Sin embargo, si me detengo en mi abuelo o en los miles de emigrantes forzados a trabajar en otro lugar, no sé hasta qué punto vieron en todo aquello una oportunidad para emprender una vida distinta. La posibilidad de ser una nueva persona. Seguramente iniciaron un camino diferente y el hecho de comenzar en otra parte también pudo generarles algún tipo de optimismo. No obstante, es muy difícil tratar de ser otro sabiendo que no dejarás a la persona que siempre fuiste. En ocasiones, resulta imposible liberarse del pasado. Por eso, cuando pienso en ellos los veo como seres dobles, como sujetos partidos. Una mitad está en el lugar donde se encuentran, la otra aún permanece en el territorio del que han salido. Vuelvo a unas palabras de Sergio del Molino: «Estaban en una ciudad, pero paseaban por un pueblo».
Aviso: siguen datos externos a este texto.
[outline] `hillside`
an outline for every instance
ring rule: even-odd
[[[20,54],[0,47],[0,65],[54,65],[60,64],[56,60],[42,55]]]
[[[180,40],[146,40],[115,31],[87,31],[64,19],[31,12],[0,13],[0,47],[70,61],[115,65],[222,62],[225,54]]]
¿Qué significó Bousbecque para mi abuelo? ¿Un pueblo en un país libre? ¿Un espacio fronterizo en el que podía transitar fácilmente? ¿Un punto de fuga? Quizás fue todo eso a la vez, o quizás significó otra cosa distinta. Tengo la sensación de que el desplazamiento, por pequeño que sea, implica un exilio. Aunque no haya razones estrictamente políticas en esa huida. Y, si bien se movían por motivos económicos, es inevitable pensar que disfrutaban de una libertad que no tenían en su país de origen, sumido en una dictadura inacabable.

Esos cuerpos partidos se movían en dos extremos. Puedo imaginar lo que había a uno y otro lado, pero me es muy difícil adivinar lo que quedaba en medio.